The country's futures exchanges are stepping up preparation for new products as China's futures market recovers and the demand for more futures products increases.
Corn futures could soon come onto the market as early as April or May, and cotton futures may also get the green light shortly.
"We are actively preparing for the corn futures. We have been lobbying for more than four years," said Zhu Yuchen, president of the Dalian Commodity Exchange, one of three futures exchanges in China.
"We are not sure of the timetable yet, since it needs final approval from the State Council, but hopefully it will be approved in April or May. Or if regulators need more time, it may be settled in autumn," said Zhu on Saturday in Beijing.

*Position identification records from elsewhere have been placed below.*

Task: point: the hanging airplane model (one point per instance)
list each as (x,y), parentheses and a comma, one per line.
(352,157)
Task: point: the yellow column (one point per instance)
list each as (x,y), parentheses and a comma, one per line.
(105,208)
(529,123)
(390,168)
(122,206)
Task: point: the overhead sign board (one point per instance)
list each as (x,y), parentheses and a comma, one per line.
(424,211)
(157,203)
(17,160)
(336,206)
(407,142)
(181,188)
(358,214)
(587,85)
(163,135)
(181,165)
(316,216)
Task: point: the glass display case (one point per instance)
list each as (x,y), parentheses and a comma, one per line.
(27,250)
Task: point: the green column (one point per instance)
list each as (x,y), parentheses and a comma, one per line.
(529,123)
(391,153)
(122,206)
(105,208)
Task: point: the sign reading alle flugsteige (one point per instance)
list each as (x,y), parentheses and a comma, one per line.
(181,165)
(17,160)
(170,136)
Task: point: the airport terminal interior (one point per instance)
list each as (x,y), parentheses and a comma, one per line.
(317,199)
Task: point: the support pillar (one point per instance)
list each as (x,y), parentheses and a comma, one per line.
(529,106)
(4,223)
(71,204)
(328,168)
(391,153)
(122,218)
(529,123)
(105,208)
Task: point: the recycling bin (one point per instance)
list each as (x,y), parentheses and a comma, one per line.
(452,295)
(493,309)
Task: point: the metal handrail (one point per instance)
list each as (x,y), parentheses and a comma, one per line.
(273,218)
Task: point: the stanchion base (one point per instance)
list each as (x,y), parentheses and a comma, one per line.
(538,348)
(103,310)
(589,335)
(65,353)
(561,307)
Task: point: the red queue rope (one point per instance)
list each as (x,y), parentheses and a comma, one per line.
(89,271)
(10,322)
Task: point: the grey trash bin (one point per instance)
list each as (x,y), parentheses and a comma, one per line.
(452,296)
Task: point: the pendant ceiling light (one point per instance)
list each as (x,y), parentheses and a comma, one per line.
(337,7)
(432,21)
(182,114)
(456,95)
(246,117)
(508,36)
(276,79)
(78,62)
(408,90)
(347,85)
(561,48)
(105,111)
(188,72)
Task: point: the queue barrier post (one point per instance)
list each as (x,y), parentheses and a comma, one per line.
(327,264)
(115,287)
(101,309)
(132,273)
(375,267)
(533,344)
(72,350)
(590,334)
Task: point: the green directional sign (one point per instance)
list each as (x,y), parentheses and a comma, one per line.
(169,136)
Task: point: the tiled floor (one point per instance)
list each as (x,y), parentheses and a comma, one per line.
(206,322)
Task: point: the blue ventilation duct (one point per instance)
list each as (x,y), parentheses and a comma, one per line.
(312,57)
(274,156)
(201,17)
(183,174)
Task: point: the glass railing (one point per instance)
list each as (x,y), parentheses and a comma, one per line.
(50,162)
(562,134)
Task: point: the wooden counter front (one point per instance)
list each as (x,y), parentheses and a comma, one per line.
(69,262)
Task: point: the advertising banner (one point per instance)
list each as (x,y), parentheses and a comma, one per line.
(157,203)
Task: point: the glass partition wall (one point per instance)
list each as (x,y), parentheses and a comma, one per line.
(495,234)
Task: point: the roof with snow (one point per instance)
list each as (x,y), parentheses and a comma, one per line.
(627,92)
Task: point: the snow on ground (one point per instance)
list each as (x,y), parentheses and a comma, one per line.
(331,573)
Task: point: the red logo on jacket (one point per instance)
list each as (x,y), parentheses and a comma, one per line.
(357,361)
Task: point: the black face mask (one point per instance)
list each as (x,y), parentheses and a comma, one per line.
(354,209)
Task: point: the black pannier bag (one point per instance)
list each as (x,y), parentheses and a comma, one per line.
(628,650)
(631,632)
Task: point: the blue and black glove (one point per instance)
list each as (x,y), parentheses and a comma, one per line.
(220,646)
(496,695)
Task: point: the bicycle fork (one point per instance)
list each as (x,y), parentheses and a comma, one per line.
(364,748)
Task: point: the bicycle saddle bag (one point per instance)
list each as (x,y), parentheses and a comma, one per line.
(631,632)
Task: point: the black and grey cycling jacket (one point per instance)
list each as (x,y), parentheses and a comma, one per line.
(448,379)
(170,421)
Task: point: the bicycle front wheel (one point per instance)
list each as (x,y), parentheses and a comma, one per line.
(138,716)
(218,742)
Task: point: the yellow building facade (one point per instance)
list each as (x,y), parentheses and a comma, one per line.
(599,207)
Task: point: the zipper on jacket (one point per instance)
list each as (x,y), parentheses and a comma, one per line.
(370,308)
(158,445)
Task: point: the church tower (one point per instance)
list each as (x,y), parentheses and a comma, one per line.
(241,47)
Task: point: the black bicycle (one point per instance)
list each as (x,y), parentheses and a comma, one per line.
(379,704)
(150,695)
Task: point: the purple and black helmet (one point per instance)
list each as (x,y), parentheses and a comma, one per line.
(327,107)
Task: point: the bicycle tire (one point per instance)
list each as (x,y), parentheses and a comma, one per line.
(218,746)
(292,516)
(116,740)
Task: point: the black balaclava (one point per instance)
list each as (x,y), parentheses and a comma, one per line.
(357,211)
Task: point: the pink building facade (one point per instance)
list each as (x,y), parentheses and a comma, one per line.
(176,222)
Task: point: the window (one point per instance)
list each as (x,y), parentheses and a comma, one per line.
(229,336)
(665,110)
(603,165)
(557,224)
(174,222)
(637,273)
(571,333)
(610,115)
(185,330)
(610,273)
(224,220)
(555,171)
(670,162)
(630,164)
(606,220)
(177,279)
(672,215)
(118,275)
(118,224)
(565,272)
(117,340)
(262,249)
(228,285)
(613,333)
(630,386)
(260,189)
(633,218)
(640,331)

As one of the few representatives of the securities and futures industry at the 10th National People's Congress, Zhu submitted several proposals to the legislature over the weekend.
The proposals suggest that China should amend the provisional regulation on futures trading management enacted in 1999, which set up many barriers including prohibiting futures brokerages from making investments for their own profit or take part in overseas trade.

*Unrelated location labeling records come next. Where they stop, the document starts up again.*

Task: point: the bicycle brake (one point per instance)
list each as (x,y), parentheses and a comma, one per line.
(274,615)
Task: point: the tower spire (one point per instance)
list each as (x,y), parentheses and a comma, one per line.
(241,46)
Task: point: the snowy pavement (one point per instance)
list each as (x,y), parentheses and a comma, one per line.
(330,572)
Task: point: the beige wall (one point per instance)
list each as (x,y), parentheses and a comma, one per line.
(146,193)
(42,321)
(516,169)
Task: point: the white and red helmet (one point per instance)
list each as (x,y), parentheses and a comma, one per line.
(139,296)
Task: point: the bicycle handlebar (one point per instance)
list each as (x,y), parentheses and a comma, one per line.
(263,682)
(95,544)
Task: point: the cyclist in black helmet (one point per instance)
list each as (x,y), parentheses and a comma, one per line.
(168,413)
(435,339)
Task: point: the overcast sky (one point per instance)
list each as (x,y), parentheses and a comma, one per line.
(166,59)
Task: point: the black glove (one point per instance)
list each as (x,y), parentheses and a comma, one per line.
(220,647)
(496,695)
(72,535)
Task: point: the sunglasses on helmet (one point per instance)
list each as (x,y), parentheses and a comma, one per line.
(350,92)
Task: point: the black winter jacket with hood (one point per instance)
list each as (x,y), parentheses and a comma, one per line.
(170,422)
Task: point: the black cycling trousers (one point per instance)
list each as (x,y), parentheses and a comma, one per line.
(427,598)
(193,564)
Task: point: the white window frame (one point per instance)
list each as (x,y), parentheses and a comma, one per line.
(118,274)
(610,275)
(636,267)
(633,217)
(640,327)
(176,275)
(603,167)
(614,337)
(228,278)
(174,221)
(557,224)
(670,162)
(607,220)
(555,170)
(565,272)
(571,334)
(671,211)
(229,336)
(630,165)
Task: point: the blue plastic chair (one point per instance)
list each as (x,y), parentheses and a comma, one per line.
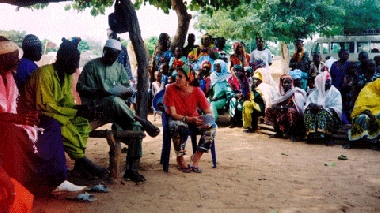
(166,143)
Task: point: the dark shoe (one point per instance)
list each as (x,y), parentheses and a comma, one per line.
(187,169)
(86,164)
(133,176)
(276,136)
(152,130)
(250,130)
(196,169)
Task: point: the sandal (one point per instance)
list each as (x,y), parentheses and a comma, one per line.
(98,188)
(342,157)
(186,169)
(152,130)
(196,169)
(276,136)
(83,198)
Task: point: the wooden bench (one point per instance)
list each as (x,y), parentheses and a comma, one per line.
(113,138)
(340,136)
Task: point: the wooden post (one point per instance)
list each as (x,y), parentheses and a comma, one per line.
(115,152)
(142,59)
(284,57)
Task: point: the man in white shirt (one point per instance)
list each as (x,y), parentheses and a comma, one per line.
(261,53)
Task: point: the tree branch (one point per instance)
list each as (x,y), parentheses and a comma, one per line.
(27,3)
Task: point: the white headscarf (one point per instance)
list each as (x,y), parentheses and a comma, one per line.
(8,47)
(327,99)
(222,76)
(298,95)
(267,77)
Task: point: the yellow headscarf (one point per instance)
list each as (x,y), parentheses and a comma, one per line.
(258,75)
(369,98)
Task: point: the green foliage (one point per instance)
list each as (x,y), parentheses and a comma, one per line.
(360,15)
(48,49)
(38,6)
(287,20)
(95,46)
(151,44)
(14,35)
(83,46)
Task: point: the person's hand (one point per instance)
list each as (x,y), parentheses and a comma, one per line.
(195,120)
(371,117)
(127,94)
(6,183)
(204,49)
(102,93)
(28,119)
(85,112)
(315,107)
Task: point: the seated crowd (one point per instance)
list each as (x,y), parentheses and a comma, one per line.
(41,119)
(313,101)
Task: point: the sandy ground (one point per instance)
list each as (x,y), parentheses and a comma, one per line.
(254,174)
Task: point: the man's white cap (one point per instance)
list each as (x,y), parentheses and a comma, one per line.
(114,44)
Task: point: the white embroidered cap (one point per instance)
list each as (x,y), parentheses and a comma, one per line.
(114,44)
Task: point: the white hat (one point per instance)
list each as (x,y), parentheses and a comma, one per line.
(114,44)
(8,47)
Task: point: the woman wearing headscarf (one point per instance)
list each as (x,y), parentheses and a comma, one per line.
(240,57)
(206,52)
(323,109)
(31,148)
(220,91)
(206,71)
(240,86)
(366,114)
(31,46)
(182,99)
(162,53)
(286,112)
(255,106)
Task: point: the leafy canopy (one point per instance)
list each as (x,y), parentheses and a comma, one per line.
(287,20)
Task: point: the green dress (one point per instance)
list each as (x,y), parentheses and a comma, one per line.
(223,92)
(45,92)
(96,75)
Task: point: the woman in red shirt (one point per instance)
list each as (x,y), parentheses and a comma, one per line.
(182,99)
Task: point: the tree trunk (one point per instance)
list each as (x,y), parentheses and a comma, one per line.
(284,57)
(142,60)
(183,24)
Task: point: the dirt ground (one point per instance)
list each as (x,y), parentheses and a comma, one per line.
(254,174)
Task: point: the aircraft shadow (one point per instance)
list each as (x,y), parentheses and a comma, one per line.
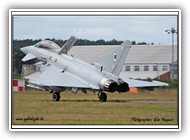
(123,101)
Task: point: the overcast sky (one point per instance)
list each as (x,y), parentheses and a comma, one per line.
(150,29)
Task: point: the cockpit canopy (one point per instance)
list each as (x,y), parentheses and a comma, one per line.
(46,44)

Product innovation is also limited by the rule. Zhu said the procedure to launch a new futures product should be simplified and the exchanges themselves should have more say in the process.
Dalian, a northeastern port city, will first try to promote more agricultural commodities, based on agricultural strength of Northeast China.
The exchange is also expected to launch a new soybean contract very soon, which would further enrich its soy product series, insiders said.
Such agricultural products need a more developed futures market to hedge risks in possible price fluctuations, especially since China has reformed the crop circulation system and required farmers and enterprises to be more aware of the market trend, said Zhu.
Moreover, Chinese commodities prices are also becoming increasingly linked with the global market and are closely monitored by many foreign traders.
The opening-up of the futures market is unavoidable, said Zhu.
Though no foreign companies are allowed to conduct futures trading within China now, some of them are already indirectly participating in the market as important clients for Chinese enterprises.
"We may also consider making some of the foreign companies special members of our exchange, though they still cannot be dealers," said Zhu.
They may be either foreign producers or consumers of the commodities that are traded in China.
Other futures exchanges, such as Zhengzhou Commodity Exchange in Central China's Henan Province, are also devising innovative plans.
While Shanghai is preparing for fuel oil futures, the Zhengzhou Commodity Exchange has been applying for cotton futures, which is also in progress and may be allowed within the year, or even in the first half of the year.
Ji Guangpo, a manager at the marketing department of the exchange, said the exchange also has a new wheat contract to be launched and has been studying new products like sugar and rapeseed.
The pace of product innovation is controlled by regulators, he said.